Я поспешил припрятать эту странную куколку, мысленно горько упрекая себя за то, что не догадался сразу – зачем было Богдану Аспинедову завещать мне детскую игрушку… Разве мог он подумать тогда, что мне взбредет в голову подарить тебе его волшебную куколку и невольно разыграть такую страшную шутку!.. – закончил с улыбкой Николай Аспинедов, заглядывая в изумленные глаза дочери, блестевшие самым неподдельным интересом.
– Дальше, папа! Что же было дальше? – воскликнула Елена нетерпеливо. – Ты всегда останавливаешься на самом интересном месте!
– Ну, что же еще?.. Дальше и было то, что наш сегодняшний прославленный инженер умудрился сыграть с тобой в детстве такую шутку. От излучающегося космического кристалла на плечике у тебя остался небольшой след, вроде ожога. Бедную твою бабушку еле привели в себя. Увидя тебя живой, но неузнаваемо изменившейся, она снова впала в беспамятство. Еле удалось спасти ее от смерти. Но уж после этого потрясения она так и не встала с постели. Мария же Терентьевна чувствовала себя преступницей, не знала – как ей просить прощения за свою невольную вину. То же самое чувство вины переживала и госпожа Аденц, поскольку именно Абэк был виновником этого приключения.

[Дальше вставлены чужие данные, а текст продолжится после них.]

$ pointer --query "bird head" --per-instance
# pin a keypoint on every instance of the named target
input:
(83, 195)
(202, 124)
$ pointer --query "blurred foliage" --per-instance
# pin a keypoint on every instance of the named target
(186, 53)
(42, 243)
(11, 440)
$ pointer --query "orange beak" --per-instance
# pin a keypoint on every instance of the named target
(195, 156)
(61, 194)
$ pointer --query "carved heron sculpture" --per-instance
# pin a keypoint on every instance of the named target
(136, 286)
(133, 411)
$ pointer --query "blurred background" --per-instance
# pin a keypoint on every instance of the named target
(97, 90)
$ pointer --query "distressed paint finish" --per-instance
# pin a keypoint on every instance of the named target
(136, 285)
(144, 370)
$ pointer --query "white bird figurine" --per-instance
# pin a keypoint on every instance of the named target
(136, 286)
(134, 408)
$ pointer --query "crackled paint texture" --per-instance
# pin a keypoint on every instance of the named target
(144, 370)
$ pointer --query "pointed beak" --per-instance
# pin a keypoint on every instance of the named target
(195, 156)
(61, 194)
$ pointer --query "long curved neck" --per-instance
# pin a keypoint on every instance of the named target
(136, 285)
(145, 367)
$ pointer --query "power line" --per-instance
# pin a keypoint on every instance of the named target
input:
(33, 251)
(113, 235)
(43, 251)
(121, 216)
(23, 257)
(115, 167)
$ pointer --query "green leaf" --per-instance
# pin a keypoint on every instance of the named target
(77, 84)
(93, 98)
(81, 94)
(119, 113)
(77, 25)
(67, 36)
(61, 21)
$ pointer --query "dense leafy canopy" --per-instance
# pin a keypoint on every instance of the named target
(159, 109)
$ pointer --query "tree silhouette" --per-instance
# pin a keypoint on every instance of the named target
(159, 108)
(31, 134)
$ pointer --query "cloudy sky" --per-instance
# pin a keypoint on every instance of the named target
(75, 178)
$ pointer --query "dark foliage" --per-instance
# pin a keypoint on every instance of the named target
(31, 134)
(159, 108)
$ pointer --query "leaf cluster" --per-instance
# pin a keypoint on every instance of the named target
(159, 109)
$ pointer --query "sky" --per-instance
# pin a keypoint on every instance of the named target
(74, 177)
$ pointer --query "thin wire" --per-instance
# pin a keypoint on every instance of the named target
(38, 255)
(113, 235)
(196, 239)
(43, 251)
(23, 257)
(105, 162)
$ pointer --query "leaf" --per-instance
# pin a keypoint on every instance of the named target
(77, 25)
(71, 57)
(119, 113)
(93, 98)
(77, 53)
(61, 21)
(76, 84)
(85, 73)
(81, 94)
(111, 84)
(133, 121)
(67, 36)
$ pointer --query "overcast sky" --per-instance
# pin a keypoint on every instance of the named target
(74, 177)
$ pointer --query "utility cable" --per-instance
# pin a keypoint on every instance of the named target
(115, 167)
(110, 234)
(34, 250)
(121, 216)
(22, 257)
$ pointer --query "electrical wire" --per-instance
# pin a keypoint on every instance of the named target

– Ну-с, молодой человек! – обратился я к маленькому Абэку, когда все более или менее успокоились. – Отныне ты должен взять на себя ответственность за жизнь моей дочки, чтобы искупить свою вину перед нею!
Мать твоя и госпожа Аденц улыбнулись.
– Согласен ли, герой? – спросил я, продолжая начатую шутку.
– Согласен! – твердо ответил Абэк и, подумав немного, прибавил: – Я попрошу у нее прощения, когда она станет большой…
– Попроси прощения сейчас, Абэк, – уговаривала Сара Карповна.
– Маленькая она, не поймет! – гордо выпятив грудь, снисходительно объяснил мальчик.
Таким и запечатлелся в памяти этот знаменательный вечер…
Аспинедов поднялся на ноги.
– Вот и весь мой рассказ, дорогая. Скоро утро. Можно будет хоть на несколько часов прилечь перед тем, как отправиться в подводный город.
Елена молчала, задумавшись. Не об Абэке ли Аденце думала она? Аспинедов подошел к ней и нежно обнял.
– Папа! – тихо прошептала она, взглянув в глаза отцу.
– Ну, дочка?
– Я поняла твою тайну…
– Если поняла, значит, сознаешь, что это является моей мечтой… так сказать, мечтой старика отца.
Елена положила руки на плечи отцу:
– А ты хотел бы, папа, услышать ответ на свою мечту?
– Конечно, хотел бы, Елена.
– Лучше было бы, папа, если б ты в тот далекий вечер заставил Абэка Аденца попросить прощения у меня…
– Почему именно в тот вечер?
– Потому, что сейчас я уже не смогу заставить его заговорить.
Отец и дочь долгое время молчали, погруженные в думы об одном и том же близком им человеке.
– Елена! – нарушив молчание, серьезно обратился Николай Аспинедов к дочери, стоявшей с опущенной головой.
– Слушаю тебя, папа.
– Абэк, все-таки, будет просить у тебя прощения.
– Я долго ждала этого, папа, – буду ждать и дальше… – улыбнувшись через силу, откликнулась девушка.
Через несколько минут отец и дочь разошлись по своим спальням.